Which is why I'm being out and out honest here and admitting to knowing nothing. Zilch. Don't take my word for it. (I also don't have much of a clue about Neil Diamond, either.)
Again, thank you good people all. I'm somewhat stunned by your collective knowledge - nay, even by your singular knowledge (except for yours, Maria, but obviously you - and I - have other strengths).
And now for my next request ... plays that allude to or feature dung beetles! (Ha. Ha. Ug.)
Pardon me while I take your comment in an ludicrously over-literal manner...
'Peace', Aristophanes - opens with two slaves shovelling bucketloads of crap for a gigantic dung beetle.
'Lost Highway', David Lynch - I believe there's a scene in this film where two characters watch a documentary about dung beetles on television?
They should replace the Dewey decimal system with you, Tim. You're a walking catalogue of western literature.
Alexis, surely the huge response was not because of the threat of a private bagpipe (begpipe?) recital?? Love, WS.
Meanwhile, a couple more suggestions:
Dream Thief by Stephen Lawhead. Sleep scientist Dr. Spence Reston is having trouble sleeping. His experiments are giving him dreams that haunt his waking hours. He has long periods for which he has no memory. Suicide is beginning to seem like a good idea. Is he losing his mind? Or is there another altogether more frightening explanation? Thus begins a battle for the future of the universe, in which the fate of humankind hangs on the fragile sanity of one man. (At least, that's waht the publisher says, and I seem to recall it was an entertaining read at the time.)
A Wrinkle in Time by Madeleine L'Engle features the nasty disembodied brain IT taking over the universe and possessing people.
Timt, I enjoyed your Two Out of Three story the other day! Heh heh heh.
Well thankee Wool Spaniel.
I don't know about catalogues of literature, but I have a thing about the literature of catalogues. Give me a Borges bibliography anyday over a bibliography of Borges' works.
Ooh!
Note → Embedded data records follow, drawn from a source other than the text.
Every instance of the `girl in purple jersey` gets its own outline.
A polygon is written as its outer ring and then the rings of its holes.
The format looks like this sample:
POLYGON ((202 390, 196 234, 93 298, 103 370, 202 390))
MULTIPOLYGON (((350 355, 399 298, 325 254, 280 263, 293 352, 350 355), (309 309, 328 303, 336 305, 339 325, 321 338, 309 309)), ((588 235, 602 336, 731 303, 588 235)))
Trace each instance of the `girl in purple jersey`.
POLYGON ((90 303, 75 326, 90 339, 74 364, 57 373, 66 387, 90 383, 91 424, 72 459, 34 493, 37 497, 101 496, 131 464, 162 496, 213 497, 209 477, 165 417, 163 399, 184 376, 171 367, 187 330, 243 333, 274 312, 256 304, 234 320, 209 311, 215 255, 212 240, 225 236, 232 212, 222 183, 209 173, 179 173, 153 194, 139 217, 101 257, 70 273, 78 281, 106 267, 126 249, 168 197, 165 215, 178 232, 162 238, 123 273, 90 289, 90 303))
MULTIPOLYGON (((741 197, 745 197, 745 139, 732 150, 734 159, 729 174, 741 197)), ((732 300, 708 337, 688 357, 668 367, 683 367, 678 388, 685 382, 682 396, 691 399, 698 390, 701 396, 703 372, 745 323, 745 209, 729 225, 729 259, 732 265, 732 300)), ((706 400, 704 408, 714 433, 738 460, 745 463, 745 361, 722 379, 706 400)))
Speaking of Borges, one can hardly go past his work 'Funes the Memorius', about that chap with the photographic memory.
'We Can Remember it For You Wholesale', pkd.
Thanks a bunch, Lucy T. PKD seems to be everyone's fave.
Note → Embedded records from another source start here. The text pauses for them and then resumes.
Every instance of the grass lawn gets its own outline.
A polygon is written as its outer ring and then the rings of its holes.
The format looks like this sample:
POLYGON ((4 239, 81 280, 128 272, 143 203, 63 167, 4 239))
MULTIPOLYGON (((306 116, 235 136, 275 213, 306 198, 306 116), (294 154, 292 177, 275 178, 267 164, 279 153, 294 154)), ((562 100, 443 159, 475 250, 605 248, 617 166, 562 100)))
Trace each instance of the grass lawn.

PKD is the go-to guy for epistemological angst, but no-one so far has mentioned VALIS, which is the book where he really, finally lets the epistemological angst all hang out. There's a disappearing bishop; a pink beam of light bearing the gnosis; an original, sort-of-Manichean cosmology; counterfeit time; a miraculously unsuccessful suicide attempt; an Empire that never ended; a dead cat that embodies the problem of evil; fistfuls of speed; kinetic psychotherapy; shifting confusion of identity between the protagonist, the narrator and the author; the FBI and Nixon. It's his most interesting and moving book IMO, partly because it's his most autobiographical one. Whether it should be classified as science fiction is questionable, being more about madness and obsessive religious vision with the science fiction elements being part of the fractured experience of reality of the author/narrator/protagonist. Nevertheless, it is an important inroad into understanding PKD's science fiction, as well as being a truly extra-ordinary read. It's a fascinatingly unclassifiable, strange and potent book, and it deserves more attention than it has received.
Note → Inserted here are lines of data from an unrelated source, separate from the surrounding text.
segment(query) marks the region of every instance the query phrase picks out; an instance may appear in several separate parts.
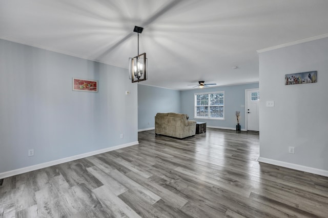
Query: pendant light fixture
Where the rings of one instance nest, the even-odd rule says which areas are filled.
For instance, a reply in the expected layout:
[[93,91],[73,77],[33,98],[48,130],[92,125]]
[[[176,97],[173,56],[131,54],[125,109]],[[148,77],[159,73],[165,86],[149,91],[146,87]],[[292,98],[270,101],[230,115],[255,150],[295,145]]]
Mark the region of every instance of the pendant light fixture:
[[139,34],[142,32],[144,28],[134,26],[133,32],[138,34],[138,55],[129,58],[129,71],[130,78],[133,83],[143,81],[147,79],[147,59],[146,53],[139,54]]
Greg Egan is a fine Australian SF writer, whose short story "Learning to Be Me" is a very good philosophical freak out about identity with a classic short story twist at the end. There's this guy who lives in a world where in order to be immortal everyone has their brain replaced by a machine that perfectly replicates the functioning of their brain. He is surrounded by people who act exactly the same after the operation as before and claim to have experienced a seemless continuation of consciousness. He is about due to have the operation, but he's hesitating...
Well, that's it, then. Philip K. Dick is officially starting to p*ss me off.